Sebastian lächelte. Wahrscheinlich hatte er unwissentlich etwas sehr Dummes vorgeschlagen. »Das wird kaum nötig sein«, sagte er. »Und ich weiß nicht einmal, ob es gut wäre. Bruder Antonius empfängt sehr selten Besuch.«

»Sie haben hier draußen überhaupt sehr selten Besuch, nicht?« fragte Brenner. Er wandte seine Aufmerksamkeit nun doch wieder ihrem Gastgeber zu, doch wenn Sebastian ihm seine kaum noch verhohlene Neugier übelnahm, so verbarg er es meisterhaft.
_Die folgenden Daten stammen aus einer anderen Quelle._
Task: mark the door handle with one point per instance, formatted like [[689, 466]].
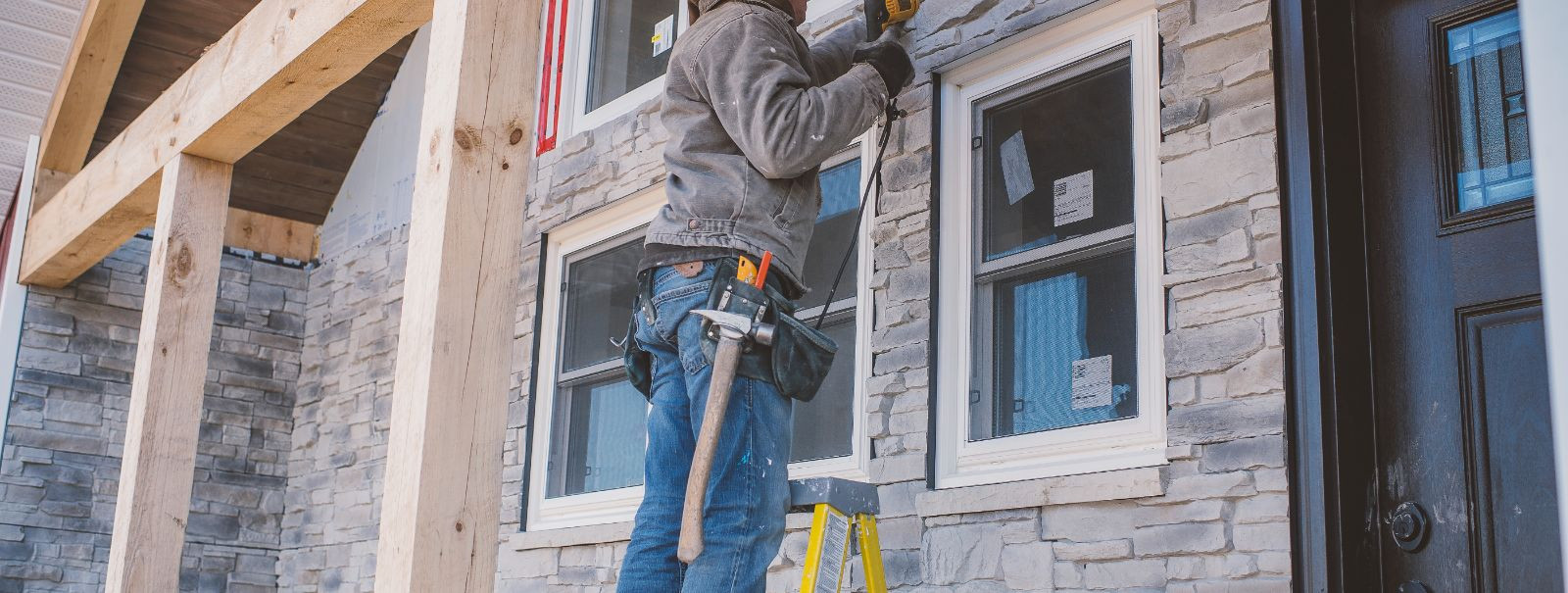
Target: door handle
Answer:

»Eigentlich nie«, gestand er. »Wir leben hier sehr abgeschieden. Fernab von der Welt, aus der Sie stammen und das Mädchen. Manchmal ist es sehr einsam hier, aber diese Einsamkeit ist nötig, damit wir uns ganz auf unsere Aufgabe konzentrieren können.«

Brenner hütete sich, danach zu fragen, was diese Aufgabe war. Er hatte wenig Lust, sich mit Sebastian auf eine theologische Diskussion einzulassen; schon damit ihm nicht versehentlich herausrutschte, was er von alledem hielt. Wo sie schon einmal beim Thema »gute Taten und der Lohn dafür« waren: er wäre sich ziemlich schäbig vorgekommen, Sebastian für seine Hilfe zu danken, indem er ihm erklärte, daß er das, was er und seine Brüder taten, für eine Art besseren Mummenschanz hielt.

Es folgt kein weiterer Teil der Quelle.